Он не скрывал, что в его отсутствие моя жизнь находится в опасности. Я ему весьма признателен за такое абсолютно честное откровение.

Первые лекарства, конечно же, не подействовали. Моё пузо величиной с гору несколько уменьшалось на некоторое время, а затем вновь вздувалось до прежних чудовищных размеров. Я теперь уж и не помню, как долго сохранялось моё гротескно вздутое состояние.

Однажды ночью я вдруг проснулся от какого-то звука, раздавшегося в палате, звука, который бывает, когда шумно выпускают дурной воздух. Я никак не мог понять этого, в палате я был один и не мог себе представить, что ночная сиделка может позволить себе такое нарушение приличий. Тут он повторился ещё раз, громоподобный как землетрясение, долгий, шумный и невероятно оглушительный грохот. Такого я никогда в жизни не слыхал. Звук такого великолепного и продолжительного свойства, что, казалось, он находится далеко за пределами человеческих возможностей. С ужасом я вдруг понял, что именно я - автор этого громоподобного слоновьего концерта. Я положил руку на живот и почувствовал, что он опускается как проткнутый заградительный аэростат. Они, наконец, нашли нужное лекарство, и результат оказался настолько зримым (или слышимым), что я даже пожелал было, чтобы его изготовители записали всё это на магнитофонную плёнку в рекламных целях.
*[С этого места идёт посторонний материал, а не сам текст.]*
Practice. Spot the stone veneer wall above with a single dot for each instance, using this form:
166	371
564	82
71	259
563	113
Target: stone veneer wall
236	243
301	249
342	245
Остаток моего вроде бы бесконечного пребывания в больнице шёл в курсе нормального, но несколько затянувшегося выздоровления. Выяснилось, что не все нянечки в этом заведении так уж бесчеловечны, как те две, которые занимались мной после операции. Некоторые из них были просто святые, умелые и добросердечные, искренне преданные своей работе, хотя вся эта организация в целом осталась для меня загадкой. Через день-другой после моего великого взрыва я позвонил и попросил "утку". Удивительно красивая светловолосая девочка, которая показалась мне просто ребёнком, хоть и была в форме сотрудницы-практикантки с испытательным сроком, явилась на мой вызов. Она вроде бы смутилась, услышав мою просьбу, но принесла то, что мне было нужно. Пока она помогала мне установить судно, то старалась смотреть в сторону и очень сильно смущалась. Позднее, когда она пришла выносить его и выполнить обычные обязанности нянечки, она просто совсем растерялась. Я решил узнать о ней побольше и, когда час-другой спустя она принесла мне еду (а качество пищи, как и всё здание и его оборудование было великолепным), я сумел удержать её и завязать разговор. Ей только что исполнилось шестнадцать, она была сиротой из рыбацкой семьи в Коннемаре, которую взял к себе этот орден монашенок, чтобы она сама потом стала монахиней. С десяти лет она была членом команды в небольшой рыбацкой лодке отца, умела обращаться с сетями и фалами не хуже любого мальчика. Её привезли из Ирландии неделю назад, а в этой больнице она работает ровно три дня.